Belief that the bottom has been touched and the outlook can only improve for Canadian gas producers is showing even among professional skeptics and declared opponents of wishful thinking in petroleum engineering, geology and economics firms whose stock-in-trade is reserves evaluations.

The supply auditors — led by Sproule Associates, GLJ Petroleum Consultants and AJM Petroleum Consultants — are not yet ready to agree with a statement by Encana Corp. CEO Randy Eresman to impatient stockholders at his company’s annual meeting last week that gas prices are “unsustainably low” (see Daily GPI, April 21). No analysts suggested Eresman is making a mistake by increasing Encana’s budget for drilling into gas reserves steeped in liquid byproducts that fetch prices closer to oil.

But the emerging consensus is that the gas markets are unlikely to drop any farther and early signs of recovery are on the horizon. The North American glut brought on by shale supply development is expected to be offset by rising demand from growing Alberta thermal oilsands projects, gradual substitution of gas for coal as a preferred clean fuel at power stations and a developing expansion of Canadian export marketing to Asia.

At the most conservative end of the Canadian forecast spectrum, Sproule sees prices strengthening on Alberta’s AECO trading hub modestly to annual averages of C$4.22/MMBtu in 2012 and C$4.51/MMBtu in 2013 (U.S. dollar figures are the same, with current economic consensus projecting the U.S. and Canadian exchange rate to stay at or close to par).

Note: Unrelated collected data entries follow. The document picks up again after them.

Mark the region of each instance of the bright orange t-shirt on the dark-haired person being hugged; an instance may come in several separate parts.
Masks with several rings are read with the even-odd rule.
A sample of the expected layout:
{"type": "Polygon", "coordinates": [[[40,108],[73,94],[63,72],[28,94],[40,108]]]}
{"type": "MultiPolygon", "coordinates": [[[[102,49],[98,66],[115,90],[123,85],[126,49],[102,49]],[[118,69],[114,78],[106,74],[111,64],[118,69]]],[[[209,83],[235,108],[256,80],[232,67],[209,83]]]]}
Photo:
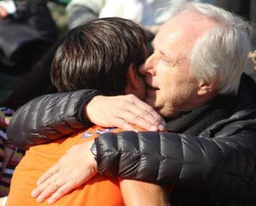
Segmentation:
{"type": "MultiPolygon", "coordinates": [[[[94,126],[69,138],[30,147],[15,169],[6,205],[49,205],[46,201],[39,204],[35,198],[31,197],[38,178],[57,163],[59,158],[75,144],[89,141],[104,132],[118,131],[120,129],[94,126]]],[[[66,194],[53,205],[121,206],[124,205],[124,202],[118,178],[97,175],[76,190],[66,194]]]]}

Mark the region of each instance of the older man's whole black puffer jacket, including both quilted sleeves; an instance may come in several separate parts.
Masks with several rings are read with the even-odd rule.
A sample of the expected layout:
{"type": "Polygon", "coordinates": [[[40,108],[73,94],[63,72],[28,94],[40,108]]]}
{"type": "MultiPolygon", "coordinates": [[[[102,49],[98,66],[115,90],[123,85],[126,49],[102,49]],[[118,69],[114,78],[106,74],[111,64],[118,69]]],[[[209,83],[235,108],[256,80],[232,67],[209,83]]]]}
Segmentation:
{"type": "MultiPolygon", "coordinates": [[[[247,78],[246,82],[251,80],[247,78]]],[[[246,83],[238,95],[234,115],[208,127],[199,137],[157,132],[101,135],[96,140],[99,171],[108,176],[171,183],[174,185],[171,197],[174,206],[255,206],[254,93],[254,83],[246,83]],[[129,138],[124,138],[126,136],[129,138]]],[[[73,124],[69,125],[75,126],[73,129],[81,128],[81,123],[87,124],[82,118],[82,110],[88,99],[96,94],[96,91],[79,91],[35,99],[13,116],[8,129],[9,140],[27,147],[74,132],[63,127],[63,123],[71,119],[73,124]],[[54,101],[54,97],[57,100],[54,101]],[[51,112],[63,108],[67,101],[76,103],[76,109],[69,107],[60,113],[51,112]]]]}

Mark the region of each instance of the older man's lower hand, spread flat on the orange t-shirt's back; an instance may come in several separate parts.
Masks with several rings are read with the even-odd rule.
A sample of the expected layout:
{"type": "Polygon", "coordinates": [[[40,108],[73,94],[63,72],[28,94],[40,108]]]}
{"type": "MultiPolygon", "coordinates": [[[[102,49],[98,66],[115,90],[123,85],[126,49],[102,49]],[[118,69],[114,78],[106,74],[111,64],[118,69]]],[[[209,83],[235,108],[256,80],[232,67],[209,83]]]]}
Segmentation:
{"type": "Polygon", "coordinates": [[[95,176],[97,163],[90,151],[93,141],[77,144],[69,149],[55,166],[40,177],[31,196],[37,197],[38,202],[50,197],[48,201],[52,204],[95,176]]]}

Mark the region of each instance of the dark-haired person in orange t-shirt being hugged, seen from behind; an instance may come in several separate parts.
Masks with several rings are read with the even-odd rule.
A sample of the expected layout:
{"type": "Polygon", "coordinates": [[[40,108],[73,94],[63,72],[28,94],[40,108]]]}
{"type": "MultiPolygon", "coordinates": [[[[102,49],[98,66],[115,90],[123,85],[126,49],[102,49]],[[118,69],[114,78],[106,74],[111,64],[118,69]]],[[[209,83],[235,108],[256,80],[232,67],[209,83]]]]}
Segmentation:
{"type": "MultiPolygon", "coordinates": [[[[138,74],[138,68],[147,57],[144,33],[137,24],[121,18],[91,21],[70,30],[63,38],[52,62],[52,82],[59,91],[94,88],[105,95],[135,94],[143,100],[146,97],[146,85],[138,74]]],[[[13,175],[7,205],[42,205],[39,203],[42,202],[40,198],[36,200],[30,196],[38,177],[57,163],[72,146],[93,141],[99,134],[110,130],[119,131],[116,128],[94,126],[68,138],[30,147],[13,175]]],[[[93,174],[95,171],[90,172],[93,174]]],[[[84,174],[87,175],[87,172],[84,174]]],[[[76,180],[81,178],[77,176],[76,180]]],[[[131,197],[126,183],[121,183],[120,190],[119,181],[122,182],[117,178],[95,177],[87,185],[76,185],[79,188],[66,194],[54,205],[141,205],[136,200],[138,197],[143,198],[143,193],[135,193],[131,197]],[[136,204],[131,203],[130,199],[136,204]]],[[[148,194],[158,194],[152,196],[156,197],[154,199],[145,199],[144,205],[155,205],[156,202],[166,205],[165,193],[160,186],[141,182],[138,185],[148,194]]],[[[55,182],[54,190],[60,186],[63,185],[55,182]]],[[[66,186],[69,188],[68,184],[66,186]]],[[[61,193],[67,192],[63,187],[61,190],[61,193]]]]}

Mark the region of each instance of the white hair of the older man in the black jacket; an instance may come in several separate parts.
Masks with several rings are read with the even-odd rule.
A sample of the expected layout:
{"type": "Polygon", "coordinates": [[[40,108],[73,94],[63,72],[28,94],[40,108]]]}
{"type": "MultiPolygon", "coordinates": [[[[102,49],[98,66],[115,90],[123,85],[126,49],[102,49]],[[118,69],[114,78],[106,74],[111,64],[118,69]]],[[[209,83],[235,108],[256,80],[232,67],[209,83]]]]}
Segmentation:
{"type": "Polygon", "coordinates": [[[216,90],[219,94],[237,93],[251,50],[251,24],[210,4],[188,2],[177,5],[176,13],[172,13],[172,16],[181,12],[198,13],[216,23],[196,41],[188,55],[191,73],[199,81],[218,79],[216,90]]]}

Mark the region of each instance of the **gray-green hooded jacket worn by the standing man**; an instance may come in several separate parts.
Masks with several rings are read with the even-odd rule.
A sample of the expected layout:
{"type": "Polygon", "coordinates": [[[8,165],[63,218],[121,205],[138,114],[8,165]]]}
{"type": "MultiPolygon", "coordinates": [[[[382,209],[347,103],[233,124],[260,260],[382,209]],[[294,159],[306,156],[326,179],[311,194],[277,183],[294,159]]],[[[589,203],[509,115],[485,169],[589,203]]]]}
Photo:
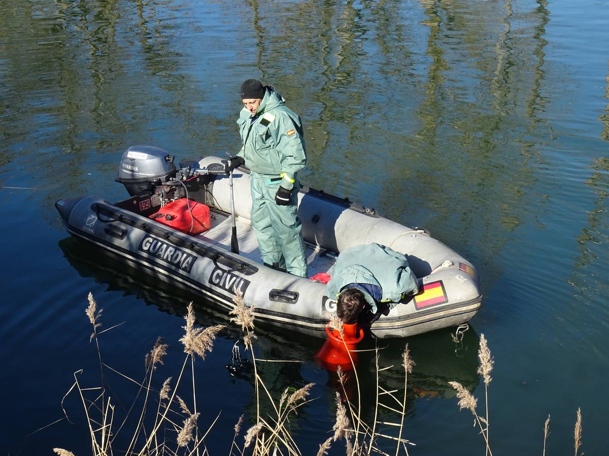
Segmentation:
{"type": "Polygon", "coordinates": [[[283,177],[281,186],[291,190],[296,173],[306,165],[305,139],[300,117],[284,104],[284,99],[272,86],[254,115],[247,109],[239,114],[242,148],[238,156],[253,173],[283,177]]]}

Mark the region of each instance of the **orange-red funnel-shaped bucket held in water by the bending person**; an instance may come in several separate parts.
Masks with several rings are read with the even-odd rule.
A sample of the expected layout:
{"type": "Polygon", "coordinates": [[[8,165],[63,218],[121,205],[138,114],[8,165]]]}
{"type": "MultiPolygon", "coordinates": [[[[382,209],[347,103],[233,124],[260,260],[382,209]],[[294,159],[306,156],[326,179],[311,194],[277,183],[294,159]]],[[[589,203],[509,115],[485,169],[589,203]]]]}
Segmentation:
{"type": "Polygon", "coordinates": [[[340,366],[343,371],[351,370],[357,364],[357,342],[364,339],[364,331],[357,327],[357,323],[347,325],[343,323],[343,336],[338,331],[331,330],[326,325],[328,340],[315,354],[315,360],[322,367],[336,371],[340,366]],[[359,331],[359,335],[358,334],[359,331]],[[344,341],[343,341],[344,340],[344,341]]]}

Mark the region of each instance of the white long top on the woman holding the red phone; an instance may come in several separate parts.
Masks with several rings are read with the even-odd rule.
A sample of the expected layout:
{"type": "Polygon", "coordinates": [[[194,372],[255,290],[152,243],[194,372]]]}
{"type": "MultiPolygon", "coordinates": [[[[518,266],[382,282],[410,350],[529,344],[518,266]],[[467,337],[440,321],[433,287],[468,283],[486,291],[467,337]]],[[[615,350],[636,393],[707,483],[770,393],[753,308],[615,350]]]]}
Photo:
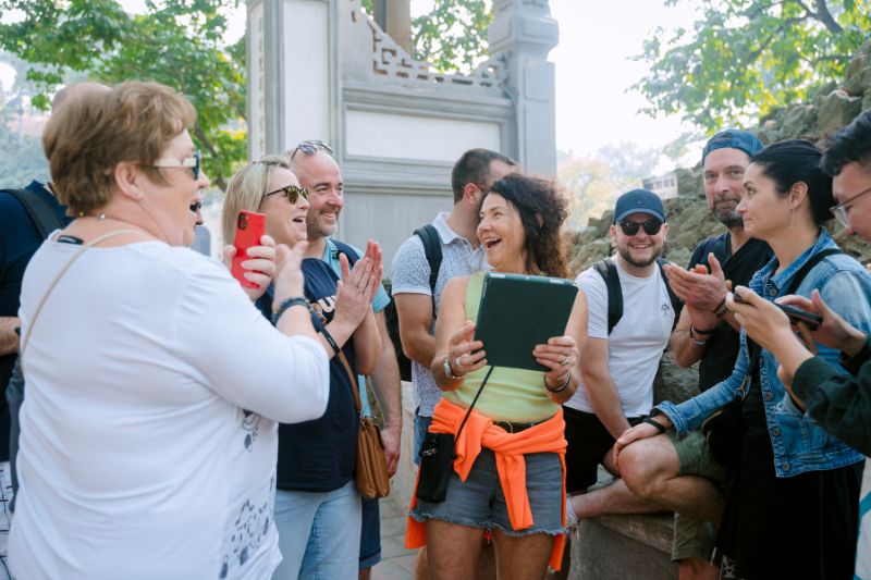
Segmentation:
{"type": "MultiPolygon", "coordinates": [[[[78,249],[46,242],[34,255],[22,335],[78,249]]],[[[272,575],[275,421],[323,414],[317,342],[273,329],[218,262],[145,242],[73,263],[23,362],[15,577],[272,575]]]]}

The wariest outlook puts the anticipated recovery three years away and expects only moderate rebounds to C$5.69/MMBtu in 2014 and C$5.97/MMBtu in 2015. Even 10 years from now, Canadian annual average prices are forecast to languish within a penny or three of C$6.00/MMBtu).

The outlook is tepid by the hot standard set at the last peak of the gas cycle in 2005, when the annual average hit C$9.20/MMBtu after hurricanes damaged Gulf of Mexico production and before shale production accelerated. But the picture is an improvement on the 2011 first quarter average of C$3.79/MMBtu and Sproule’s estimate of an average C$3.71/MMBtu for the first nine months of this year.

More optimistic, GLJ sees gas averaging C$4.01/MMBtu on Alberta’s AECO trading hub for 2011, followed by slow but steady recovery to C$4.74/MMBtu in 2012, C$5.31 in 2013, C$5.77 in 2014 and the C$8/MMBtu area 10 years from now. In GLJ’s longer-range projections, the annual average is expected to rise by an annual average 2%.

AJM likewise incorporates brightening price expectations into its audits of Canadian producer reserves. The firm sees AECO gas holding steady at an average C$4.10/MMBtu for 2011 then gaining ground at a stately pace to C$4.60/MMBtu in 2012, C$5.20/MMBtu in 2013, C$5.50/MMBtu in 2014. A decade into the future, the AJM outlook anticipates Canadian annual average gas prices will return to the C$8.00 area.

Recently Calgary-based AltaCorp. Capital Inc.’s John Mawdsley wrote, “we believe [natural gas] will become the largest source of energy on the planet” (see Daily GPI, April 8).

By far the brightest light in current outlooks is cast by the prospect of Canadian production breaking out of North America and into Asian markets as a result of liquefied natural gas (LNG) export terminal projects on the Pacific coast of northern British Columbia (BC).

The first development — Kitimat LNG by Apache Canada, EOG Resources Canada and Encana (see Daily GPI, March 21) — receives a stellar rating from an economic analysis done by AJM. Counting associated BC pipeline capacity increases, the consulting house agrees with the project sponsors that completing the planned first, 600 MMcf/d stage of Kitimat LNG will cost about C$4.9 billion.

Breakeven prices for gas from the project’s intended supply source — the Horn River shale deposit in northeastern BC — are calculated at C$3.00-6.00/MMBtu, depending on recoverable reserves achieved per well.

The entire investment — LNG terminal, plus pipelines, plus wells — is forecast to achieve an overall 10% return at prices of C$7-10.25/MMBtu, also depending on levels of success at using shale drilling methods in northern BC.

With efforts to apply the new production system in northern conditions still in trial pilot stages, the drilling technology is the biggest uncertainty in the BC LNG export plan’s economics. The AJM analysis uses a wide range of recoverable reserves estimates of 5.5 to 13.5 Bcf per well, which in turn makes overall anticipated total supply costs — counting wells, terminal and pipelines range — from C$17.2 billion to C$32.2 billion.

But even in the lowest range of reserves expected per northern BC shale gas well, the scheme still breaks even, the analysis forecasts. “With recent commodity pricing in Asia hovering in the range of C$8.00-10/MMBtu, development of natural gas export capability presents Canada with a potentially tremendous economic opportunity,” AJM says.